Page 1 of 1

Different output with different nodes configuration files

Posted: Mon Jan 05, 2009 6:28 am
by Anoop3d
I am using 3 different stage variables in transformer with initial values say 1,2,3 respectively and then incrementing them by 1. This output is going to 3 different output files.
For these 3 files , I shud get output as
First file - 1,2,3,4
Second file - 2,3,4,5
Third File - 3,4,5,6
I am getting this output when running my job on 1 node configuration.
But when I run it on 2 node configuration it gives output as -
First file - 3,3,3,3
Second file - 2,2,3,3
Third File - 3,3,4,4
I don't want my output to change to change when I am using different node configuration files
Please help

Posted: Mon Jan 05, 2009 4:25 pm
by ray.wurlod
Identify (from the score) exactly what partitioning is being used at each stage in your job. Post that information here. Without it it is not possible to provide cogent advice.

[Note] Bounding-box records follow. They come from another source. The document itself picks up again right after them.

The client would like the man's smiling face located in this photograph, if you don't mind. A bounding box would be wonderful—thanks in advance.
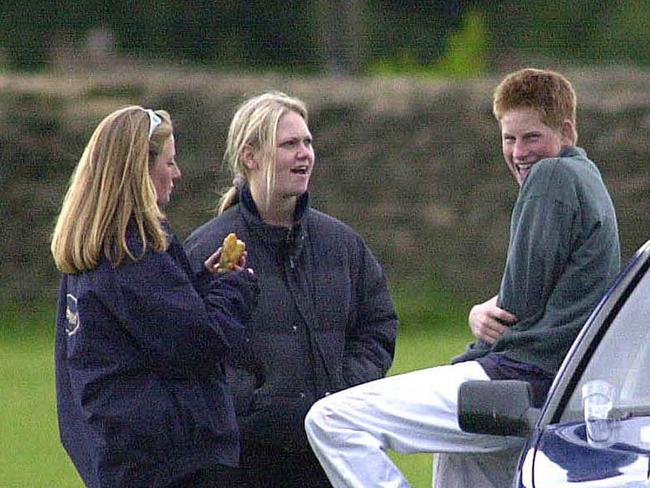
[500,107,571,186]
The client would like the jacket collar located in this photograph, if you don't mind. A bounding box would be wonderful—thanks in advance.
[239,184,309,251]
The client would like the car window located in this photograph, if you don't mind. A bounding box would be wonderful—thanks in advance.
[560,264,650,423]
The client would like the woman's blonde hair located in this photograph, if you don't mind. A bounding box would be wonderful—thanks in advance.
[51,105,173,273]
[492,68,577,130]
[218,91,308,213]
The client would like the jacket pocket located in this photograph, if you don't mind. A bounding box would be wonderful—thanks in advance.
[239,393,313,451]
[226,365,259,416]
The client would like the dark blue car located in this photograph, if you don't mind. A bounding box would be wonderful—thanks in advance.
[459,241,650,488]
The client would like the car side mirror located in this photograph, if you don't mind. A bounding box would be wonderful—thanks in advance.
[458,380,540,437]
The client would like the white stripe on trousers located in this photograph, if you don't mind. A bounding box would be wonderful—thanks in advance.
[305,361,523,488]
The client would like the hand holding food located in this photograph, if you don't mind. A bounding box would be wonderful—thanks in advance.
[217,233,246,273]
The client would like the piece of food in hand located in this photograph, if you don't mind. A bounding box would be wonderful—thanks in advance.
[217,233,246,273]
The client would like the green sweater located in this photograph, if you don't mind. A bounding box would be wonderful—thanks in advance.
[454,147,620,374]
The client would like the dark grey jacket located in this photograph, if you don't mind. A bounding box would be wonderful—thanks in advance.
[455,146,620,374]
[185,188,398,450]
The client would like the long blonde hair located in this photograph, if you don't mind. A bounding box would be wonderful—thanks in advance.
[51,105,173,273]
[218,91,308,213]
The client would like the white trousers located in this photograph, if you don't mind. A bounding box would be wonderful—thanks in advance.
[305,361,523,488]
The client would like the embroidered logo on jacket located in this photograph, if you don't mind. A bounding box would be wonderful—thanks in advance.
[65,293,81,336]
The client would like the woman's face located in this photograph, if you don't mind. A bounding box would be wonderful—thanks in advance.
[150,134,181,208]
[250,112,315,200]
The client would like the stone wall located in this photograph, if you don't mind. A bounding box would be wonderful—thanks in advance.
[5,68,650,302]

Posted: Mon Jan 05, 2009 5:05 pm
by shankar_iyer
Along with partitioning, you should also mention the constraints of your each output link if any.

Posted: Mon Jan 05, 2009 8:26 pm
by vmcburney
There is a thread in the FAQ forum on implementing a counter in a Transformer of a parallel job. You are safer referring to the special macros for parallel jobs @NUMPARTITIONS and @PARTITIONNUM. You set the three stage variable starting values to:
@PARTITIONNUM - @NUMPARTITIONS +1
@PARTITIONNUM - @NUMPARTITIONS +2
@PARTITIONNUM - @NUMPARTITIONS +3

Then increment each variable by @PARTITIONNUM:
StageVar1 = StageVar1 + @PARTITIONNUM

This should give you three stage variables starting at 1, 2 and 3 and delivering unique numbers across the partitions. With round robin partitioning I think this will deliver numbers in sequence but there is a chance numbers will output out of sequence (if one partition is faster than the others) and there is also a chance that some numbers will be skipped at the end of a dataset if partitions are not balanced. You should test it to see what happens.